Common Security Vulnerabilities in DeFi and Preventive Measures

Recently, a security expert shared a lesson on DeFi security for community members. The expert reviewed the major security incidents that the Web3 industry has encountered over the past year, discussed the reasons behind these events and how to avoid them, summarized common security vulnerabilities of smart contracts and preventive measures, and provided some security advice for project parties and ordinary users.

Common types of DeFi vulnerabilities mainly include flash loans, price manipulation, function permission issues, arbitrary external calls, fallback function problems, business logic vulnerabilities, private key leakage, and reentrancy, among others. This article will focus on flash loans, price manipulation, and reentrancy attacks.

Flash Loan

Flash loans are an innovation of Decentralized Finance, but they are often exploited by hackers for attacks. Attackers borrow large amounts of funds through flash loans to manipulate prices or attack business logic.
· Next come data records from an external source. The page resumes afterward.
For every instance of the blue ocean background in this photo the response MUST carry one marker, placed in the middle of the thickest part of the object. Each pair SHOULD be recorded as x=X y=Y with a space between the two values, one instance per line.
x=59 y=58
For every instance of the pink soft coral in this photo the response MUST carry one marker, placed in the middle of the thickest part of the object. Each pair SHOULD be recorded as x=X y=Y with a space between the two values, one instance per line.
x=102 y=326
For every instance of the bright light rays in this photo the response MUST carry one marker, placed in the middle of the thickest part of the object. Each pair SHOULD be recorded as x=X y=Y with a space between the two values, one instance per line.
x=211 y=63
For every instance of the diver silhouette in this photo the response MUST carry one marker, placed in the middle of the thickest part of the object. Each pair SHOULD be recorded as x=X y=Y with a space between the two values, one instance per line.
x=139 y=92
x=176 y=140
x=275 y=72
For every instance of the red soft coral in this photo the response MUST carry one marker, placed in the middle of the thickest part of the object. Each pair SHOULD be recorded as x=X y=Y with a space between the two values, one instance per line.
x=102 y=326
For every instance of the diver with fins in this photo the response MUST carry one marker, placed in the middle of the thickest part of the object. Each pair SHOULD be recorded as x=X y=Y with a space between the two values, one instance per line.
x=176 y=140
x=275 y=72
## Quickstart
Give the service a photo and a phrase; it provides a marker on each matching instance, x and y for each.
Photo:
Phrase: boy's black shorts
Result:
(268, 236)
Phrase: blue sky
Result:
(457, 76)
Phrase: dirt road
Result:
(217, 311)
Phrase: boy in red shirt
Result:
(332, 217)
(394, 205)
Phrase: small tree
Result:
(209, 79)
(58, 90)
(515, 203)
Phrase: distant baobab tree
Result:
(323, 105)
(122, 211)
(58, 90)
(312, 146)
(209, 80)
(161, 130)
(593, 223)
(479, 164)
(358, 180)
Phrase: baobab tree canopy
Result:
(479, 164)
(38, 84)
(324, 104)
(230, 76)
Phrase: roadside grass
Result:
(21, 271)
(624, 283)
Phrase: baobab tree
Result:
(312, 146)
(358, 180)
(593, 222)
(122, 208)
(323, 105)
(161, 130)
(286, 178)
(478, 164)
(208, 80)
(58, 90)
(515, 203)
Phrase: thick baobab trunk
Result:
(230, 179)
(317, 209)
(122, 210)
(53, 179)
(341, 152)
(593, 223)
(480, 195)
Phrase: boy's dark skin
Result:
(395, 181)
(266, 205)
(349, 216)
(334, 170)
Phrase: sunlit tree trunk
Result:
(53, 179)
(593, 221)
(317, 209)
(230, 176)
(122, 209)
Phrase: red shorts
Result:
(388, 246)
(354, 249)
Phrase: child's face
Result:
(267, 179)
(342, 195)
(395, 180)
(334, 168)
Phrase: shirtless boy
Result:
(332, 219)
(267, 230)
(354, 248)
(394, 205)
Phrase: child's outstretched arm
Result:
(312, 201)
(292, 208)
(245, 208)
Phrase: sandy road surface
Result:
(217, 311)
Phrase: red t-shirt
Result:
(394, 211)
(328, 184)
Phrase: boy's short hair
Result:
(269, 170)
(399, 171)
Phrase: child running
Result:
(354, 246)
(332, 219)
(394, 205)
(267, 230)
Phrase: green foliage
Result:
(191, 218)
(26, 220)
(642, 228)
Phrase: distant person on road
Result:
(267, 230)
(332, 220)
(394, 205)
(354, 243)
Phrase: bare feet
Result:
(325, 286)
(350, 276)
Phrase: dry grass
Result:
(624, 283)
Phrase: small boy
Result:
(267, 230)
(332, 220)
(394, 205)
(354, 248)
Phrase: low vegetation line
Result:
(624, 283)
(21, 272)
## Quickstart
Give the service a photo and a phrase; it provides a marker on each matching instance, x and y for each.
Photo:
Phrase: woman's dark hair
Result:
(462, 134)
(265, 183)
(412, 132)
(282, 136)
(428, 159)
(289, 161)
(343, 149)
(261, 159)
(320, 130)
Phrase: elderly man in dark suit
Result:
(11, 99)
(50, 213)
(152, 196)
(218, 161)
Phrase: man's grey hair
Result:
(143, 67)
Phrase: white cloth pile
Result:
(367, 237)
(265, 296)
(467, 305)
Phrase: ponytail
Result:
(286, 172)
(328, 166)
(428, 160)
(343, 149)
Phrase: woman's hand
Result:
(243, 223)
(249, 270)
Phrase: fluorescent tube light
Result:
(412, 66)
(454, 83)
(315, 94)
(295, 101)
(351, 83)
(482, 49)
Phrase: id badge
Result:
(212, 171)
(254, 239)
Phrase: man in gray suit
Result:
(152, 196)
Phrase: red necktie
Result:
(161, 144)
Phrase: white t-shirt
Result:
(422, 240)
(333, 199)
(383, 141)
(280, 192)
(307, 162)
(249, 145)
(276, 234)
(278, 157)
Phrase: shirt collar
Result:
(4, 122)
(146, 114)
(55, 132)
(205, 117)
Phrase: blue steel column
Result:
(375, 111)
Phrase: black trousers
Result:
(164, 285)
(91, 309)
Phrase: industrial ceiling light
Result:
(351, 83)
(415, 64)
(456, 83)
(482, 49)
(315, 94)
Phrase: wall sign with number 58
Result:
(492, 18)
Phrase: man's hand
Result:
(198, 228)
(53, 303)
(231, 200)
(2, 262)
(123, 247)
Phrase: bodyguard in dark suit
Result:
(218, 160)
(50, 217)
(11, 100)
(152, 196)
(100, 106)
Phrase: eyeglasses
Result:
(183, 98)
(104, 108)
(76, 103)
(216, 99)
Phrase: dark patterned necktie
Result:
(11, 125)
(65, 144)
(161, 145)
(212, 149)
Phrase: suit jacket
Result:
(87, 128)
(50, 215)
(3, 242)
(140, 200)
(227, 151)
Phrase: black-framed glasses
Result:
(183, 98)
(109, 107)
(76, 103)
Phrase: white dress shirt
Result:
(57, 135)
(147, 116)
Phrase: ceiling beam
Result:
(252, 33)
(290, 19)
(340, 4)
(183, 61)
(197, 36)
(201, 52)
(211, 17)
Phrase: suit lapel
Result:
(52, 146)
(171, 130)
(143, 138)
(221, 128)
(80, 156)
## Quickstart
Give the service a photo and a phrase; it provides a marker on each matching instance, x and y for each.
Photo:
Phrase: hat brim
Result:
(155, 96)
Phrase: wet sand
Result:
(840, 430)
Developers need to consider whether contract functions may become abnormal due to large amounts of funds, or whether it is possible to interact with multiple functions in a single transaction to obtain improper rewards through large amounts of funds.

Many DeFi projects appear to offer high returns, but in reality, the level of the project teams varies widely. Some projects may have their code purchased, and even if the code itself has no vulnerabilities, there may still be logical issues. For example, some projects distribute rewards at fixed times based on the number of tokens held by holders, but attackers can exploit flash loans to purchase a large number of tokens and obtain most of the rewards when the distribution occurs.

Price Manipulation

Price manipulation issues are closely related to flash loans, mainly because certain parameters in price calculation can be controlled by users. There are two common types of issues:

1. Third-party data is used to calculate prices, but if the usage is incorrect or checks are missing, it can lead to price manipulation.
2. Use the number of tokens from certain addresses as a calculation variable, where the token balance of these addresses can be temporarily increased or decreased.

Reentrancy Attack

Reentrancy attacks are one of the main dangers that can be faced when calling external contracts. An attacker may take control of the control flow and make unexpected changes to the data.

There are many ways that reentrancy can occur with different contracts, potentially involving different functions of the contract or functions of multiple different contracts. When addressing the issue of reentrancy, the following points should be noted:

1. Not only should we prevent the reentrancy issue of a single function.
2. Follow the Checks-Effects-Interactions pattern for coding
3. Use a time-tested reentrancy guard modifier

In the Web3 space, using mature security practices is wiser than reinventing the wheel. Utilizing well-validated solutions can significantly reduce the likelihood of issues arising.

Project Party Security Recommendations

1. Follow best security practices for contract development.
2. Implement contract upgradeable and pause functionality
3. Adopt time lock mechanism
4. Increase security investment and establish a complete security system.
5. Improve the security awareness of all employees
6. Prevent internal malfeasance while enhancing risk control and improving efficiency.
7. Be cautious when introducing third-party services and follow the principle that "default upstream and downstream are unsafe."

How Users Can Determine if a Smart Contract is Safe

1. Confirm whether the contract is open source
2. Check if the Owner uses a decentralized multi-signature mechanism
3. Check the existing trading situation of the contract
4. Confirm whether the contract is a proxy contract, whether it is upgradeable, and whether there is a time lock.
5. Check whether the contract has been audited by multiple institutions and whether the Owner's permissions are too extensive.
6. Pay attention to whether the oracle used by the project is reliable.

By paying attention to these points, users can better assess the security of smart contracts and reduce the risks associated with participating in Decentralized Finance projects.